Tudo bem, mas é que quem me mandou essa mensagem foi meu ex-marido. Na verdade, nunca casamos nem na igreja, nem no cartório, mas dividimos o mesmo teto por dois anos, tivemos um filho juntos, trocamos muito carinho, tivemos várias brigas, dividimos as contas, as tarefas da casa. E acho que realmente nos amamos. Não sei o momento exato em que tudo começou a desandar, lembro de situações muito chatas, algumas que magoaram e acabaram modificando um pouco meu comportamento em relação a ele.

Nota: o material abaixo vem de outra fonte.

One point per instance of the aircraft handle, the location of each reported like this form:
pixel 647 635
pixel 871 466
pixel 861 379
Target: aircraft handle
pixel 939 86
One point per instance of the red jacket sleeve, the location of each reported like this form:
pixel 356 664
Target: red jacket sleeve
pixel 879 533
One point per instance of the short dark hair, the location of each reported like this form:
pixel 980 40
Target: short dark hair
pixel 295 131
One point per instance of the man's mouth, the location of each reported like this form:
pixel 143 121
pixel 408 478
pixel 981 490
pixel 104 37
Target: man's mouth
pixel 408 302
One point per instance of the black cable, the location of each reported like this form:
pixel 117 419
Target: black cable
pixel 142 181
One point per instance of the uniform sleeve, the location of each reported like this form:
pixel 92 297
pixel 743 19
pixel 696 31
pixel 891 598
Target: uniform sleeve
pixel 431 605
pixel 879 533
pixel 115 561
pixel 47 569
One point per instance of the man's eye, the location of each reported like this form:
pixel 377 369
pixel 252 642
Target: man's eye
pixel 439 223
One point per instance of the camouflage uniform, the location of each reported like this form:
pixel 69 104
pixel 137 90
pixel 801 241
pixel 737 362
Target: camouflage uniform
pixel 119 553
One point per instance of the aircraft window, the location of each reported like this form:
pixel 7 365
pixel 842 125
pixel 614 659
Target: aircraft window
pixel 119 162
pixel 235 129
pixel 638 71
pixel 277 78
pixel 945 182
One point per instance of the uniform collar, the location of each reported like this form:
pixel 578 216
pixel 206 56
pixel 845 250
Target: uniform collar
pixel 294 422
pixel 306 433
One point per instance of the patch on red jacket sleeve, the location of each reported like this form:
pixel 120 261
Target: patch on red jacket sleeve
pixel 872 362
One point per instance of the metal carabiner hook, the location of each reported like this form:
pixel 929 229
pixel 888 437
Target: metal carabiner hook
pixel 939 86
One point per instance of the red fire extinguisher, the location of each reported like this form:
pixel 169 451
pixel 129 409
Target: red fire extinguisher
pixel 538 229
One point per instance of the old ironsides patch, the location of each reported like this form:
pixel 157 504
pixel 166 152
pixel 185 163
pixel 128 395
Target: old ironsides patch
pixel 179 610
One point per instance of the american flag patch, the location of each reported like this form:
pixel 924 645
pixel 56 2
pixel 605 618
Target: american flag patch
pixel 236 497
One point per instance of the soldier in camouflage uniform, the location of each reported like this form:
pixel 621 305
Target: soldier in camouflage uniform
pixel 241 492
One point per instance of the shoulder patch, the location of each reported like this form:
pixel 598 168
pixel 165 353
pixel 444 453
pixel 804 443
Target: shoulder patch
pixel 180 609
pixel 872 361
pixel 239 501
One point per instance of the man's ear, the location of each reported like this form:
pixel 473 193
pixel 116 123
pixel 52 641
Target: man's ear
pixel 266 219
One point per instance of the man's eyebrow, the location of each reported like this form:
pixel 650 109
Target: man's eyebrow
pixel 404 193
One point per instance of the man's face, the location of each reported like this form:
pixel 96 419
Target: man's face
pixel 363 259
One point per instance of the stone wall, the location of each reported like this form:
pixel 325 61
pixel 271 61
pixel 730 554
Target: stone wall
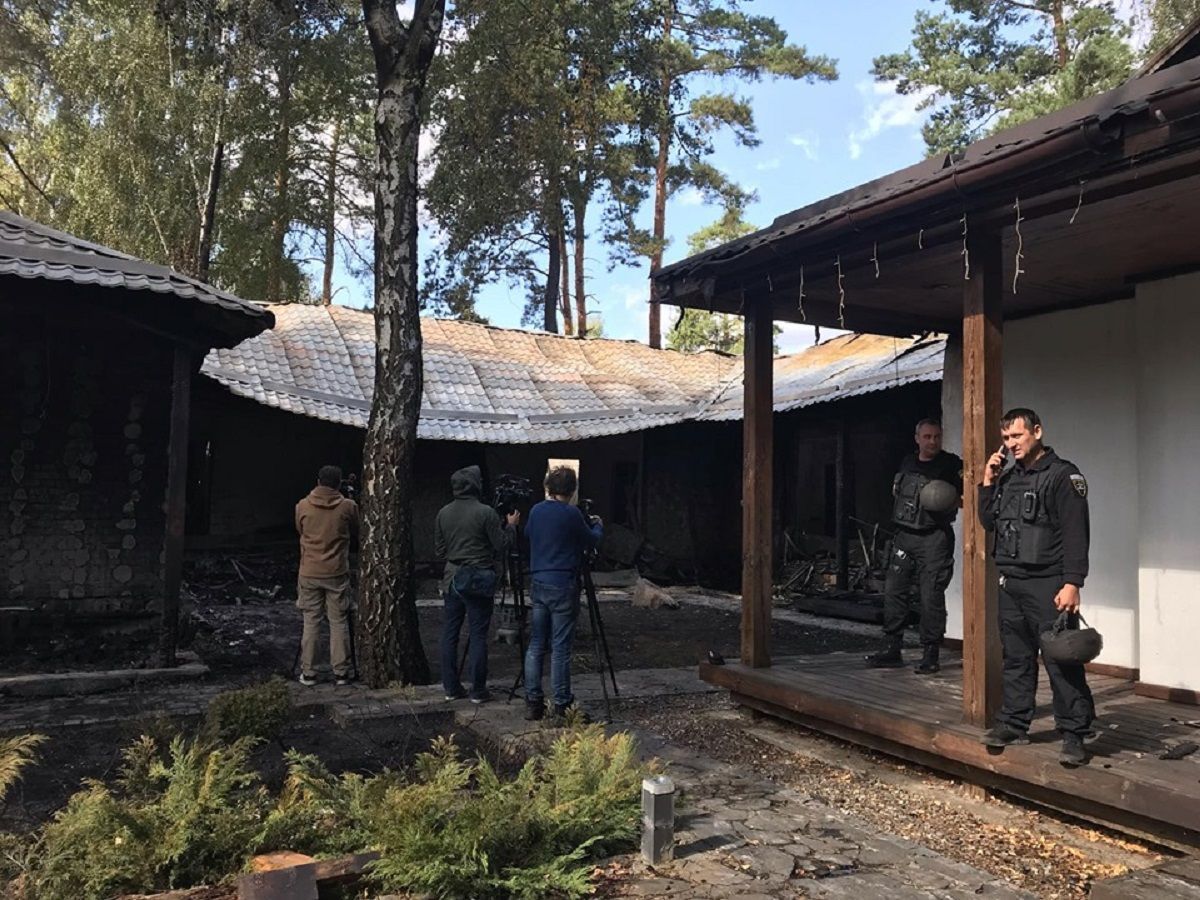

Eu andava cansada, desanimada, completamente afastada dos amigos, já devia estar no que só agora começo a admitir identificar como uma depressão.
Vai fazer dois meses que ele saiu de casa, me dizendo somente que eu não havia dado valor ao homem que eu tinha, que eu o havia perdido. Fui forte alguns dias, nuns me concentrei em João (meu filho), chorei várias vezes, me senti absurdamente culpada, perdi o controle um dia, me humilhei... Sei de tanta coisa e não sei de nada. Sei que, quando alguem quer ir embora, deve-se deixá-lo ir, mas não consegui deixar de tentar, em vão, resgatar qualquer coisa, convencê-lo do contrário. Quem sou eu para tentar convercer alguém a me amar, ou a continuar me amando? Que espécie de sentimento eu pretendia conquistar através da argumentação ou do desespero? Tola, agi como uma menininha tola e desesperada. Ainda ajo de vez em quando.
Terminar namoros é tão mais fácil do que isso que eu estou vivendo. Foi algo mais de dois anos juntos, mas em que vivemos coisas de que algumas vidas inteiras nem se aproximam. E eu me sinto mais boba ainda por ver como ele lida tão bem, tão tranquilamente com tudo isso, como se não fosse nada, não significasse nada. A única coisa que a minha presença, ou a sombra dela, parece causar-lhe é um incômodo muito grande.
Uma cigana me avisou que tudo iria mudar radicalmente e que eu sofreria muito. Ela acertou, tá tudo mudando, cada coisa, uma de cada vez mudando, a vida me tirando as certezas que tinha. Mas eu vou ser uma mulher muito mais forte do que qualquer teste que a vida me fizer. E mais do que forte, eu vou ser feliz, um dia eu ainda vou ser muito feliz. Porque, meu Deus, eu não mereceria?